Ming-liang Tsai – Ni na bian ji dian AKA What Time Is It There? [+Extras] (2001)


Tsai Ming-Liang follows his trademark ‘pondering static camera’ (“Rebels of the Neon God”, “The River”, “The Hole” and “Vive L’Amour” ) with his fifth feature film, “What Time is it There?”. His unconventional style will deter many cinema goers who might envisage something more easily penetrable, perhaps requiring less speculation. In a pure minimalist vein, Tsai uses no music (aside from “The 400 Blows” theme played sparingly). There is no cinematographic panning shots… no camera movement for each take. Each scene is a single static shot. There are almost no close-ups. There are extremely long stretches without any dialogue. Hopefully, this does not send you running in the other direction because it is indeed a wonderful viewing experience touching upon many important modern emotional themes.

The major plot focuses on a watch-selling street vendor named Hsiao-Kang played by Kang-Sheng Lee who has appeared in all Tsai Ming-Liang’s feature films (NOTE: Hsiao-Kang is also his real-life nickname). In the film his father has passed away and he and his Mother (Lu Yi-Ching) have amusing difficulty in accepting this, coping in their own unusual fashion. Hsaio-Kang has just sold his own watch to a beautiful girl, Shiang-Chyi Chen, who is now in Paris. His longing for her manifests itself in his desire to watch French films (Truffaut’s “The 400 Blows” ), drink wine, and set every clock and watch within his grasp to Parisian time.

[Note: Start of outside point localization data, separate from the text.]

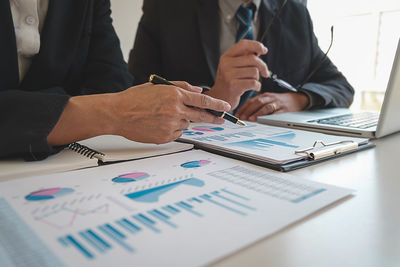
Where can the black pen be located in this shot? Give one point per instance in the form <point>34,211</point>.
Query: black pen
<point>155,79</point>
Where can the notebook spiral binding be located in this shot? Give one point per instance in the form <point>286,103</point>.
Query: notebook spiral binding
<point>84,150</point>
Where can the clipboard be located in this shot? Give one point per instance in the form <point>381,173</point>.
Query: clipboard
<point>273,147</point>
<point>329,152</point>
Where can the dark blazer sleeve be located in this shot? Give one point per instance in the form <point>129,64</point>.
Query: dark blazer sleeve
<point>328,82</point>
<point>29,111</point>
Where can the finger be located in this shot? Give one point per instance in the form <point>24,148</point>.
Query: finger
<point>249,61</point>
<point>205,101</point>
<point>265,110</point>
<point>187,86</point>
<point>252,106</point>
<point>245,47</point>
<point>176,135</point>
<point>184,124</point>
<point>246,73</point>
<point>244,85</point>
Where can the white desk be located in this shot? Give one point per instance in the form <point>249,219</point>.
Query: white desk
<point>363,230</point>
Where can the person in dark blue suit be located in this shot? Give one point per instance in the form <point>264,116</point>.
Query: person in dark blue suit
<point>234,46</point>
<point>63,79</point>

Because of Kang’s obsessive time piece adjustments, which is misconstrued by his Mother as a sign of her deceased husband’s reincarnation, the three major characters of the film become somehow synchronized. Shiang-Chyi Che co-incidentally meets the actor Jean-Pierre Léaud, star of 1959’s “The 400 Blows”, on a park bench in a cemetery (actually right across from Léaud’s real-life home in Paris). All three major characters eat at the same moment and Kang, his Mother and Shiang each have a meaningless sexual escapade simultaneously. Shiang beds a friendly female she meets whilst vomiting in a restaurant toilet, Kang has sex with a thieving prostitute in the backseat of his car and the Mother masturbates with what looks like a whicker basket, to a photo of her deceased husband close by.

Tsai has a magnificent eye his shots are wonderfully abstract and refreshing. Most often he does not allowing the focus of activity to be in the center of the frame, lending itself slightly to an aura of realism. Tsai and his films have been compared to great directors of the past including Antonioni, Bresson and even Keaton. Michelangelo Antonioni for his use of sparse dialogue and recurrent theme of personal isolation. Buster Keaton for Kang’s comedic dead-pan sense of natural timing. Regardless, Tsai’s films all work from their own level of eccentricity in both the tone and examination of prevalent motifs.

Pointing out life’s absurdities in an honest and dour spirit, Tsai recounts previous film themes such as lack of communication, self-imposed solitary depression, indiscriminant sexual acts predicated on overflowing desire and new for this film; coping with death. He both exposes and pokes fun at his own Buddhist religious conventions while maintaining an arm’s length respect. It is all at once humorous, honest and sad. Photographed with style and beauty, this aspect of Tsai’s work has matured enormously. It is hard not to refer back to many scenes of his past films, if you have been lucky enough to view them. I strongly recommend this film, but suggest that first-time viewers may garner more from a gradual transition to Tsai’s work, perhaps seeing them in chronological order. To state simply that I loved this would be an understatement. I am so enamored with it and feeling pretty eccentric myself these days so I just set my computer clock to Parisian time… and urge you to do the same.